Under-pressure Marks & Spencer chief executive Marc Bolland offered a glimmer of hope in last week’s trading update. In what was a break from tradition, the retailer split out its clothing sales from the wider general merchandise performance.

Under-pressure Marks & Spencer chief executive Marc Bolland offered a glimmer of hope in last week’s trading update. In what was a break from tradition, the retailer split out its clothing sales from the wider general merchandise performance.

General merchandise like-for-likes fell 0.6% while by contrast, clothing like-for-likes were up 0.6%. While this clothing performance means M&S is by no means out of the water yet, it is encouraging.

And as womenswear generally leads a clothing revival, it was this sector that Bolland highlighted, saying it showed “a clear sign of improvement and performed ahead of clothing”.

Breaking out clothing from the rest of general merchandise gives more transparency, and follows on from Christmas when the retailer gave figures for a shorter festive period – the eight weeks to December 24 – as well as the standard third-quarter performance.

In both instances, M&S broke out the figures to show it is moving in the right direction. Encouraging as it is, M&S now needs to ensure it continues to break out those figures in future updates to show full transparency.
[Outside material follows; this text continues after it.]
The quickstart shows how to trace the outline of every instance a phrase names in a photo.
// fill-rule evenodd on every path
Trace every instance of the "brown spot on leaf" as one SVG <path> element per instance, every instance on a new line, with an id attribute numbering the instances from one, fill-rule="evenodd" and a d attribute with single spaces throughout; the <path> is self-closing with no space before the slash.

Analysts should be able to see the how the retailer is tracking on all levels, and while Bolland will be working to ensure its clothing figures continue to climb, he also needs to be prepared to deliver those figures if they don’t go in the right direction.

A solid start

Bonmarche – the women’s fashion retailer aimed at the over-50s – has delivered a strong end to the year despite the difficult climate. Like-for-like sales up 16.3% in its fourth quarter.

Such a performance is testament to a successful IPO. Bonmarche was one of the first among the retailers to float late last year, and did so without the pomp and ceremony of some of those that followed and that have since failed to live up to early expectations.

It may not be the sexiest sector but with shares floating at 200p and now standing at 295p, it is definitely appealing to the City.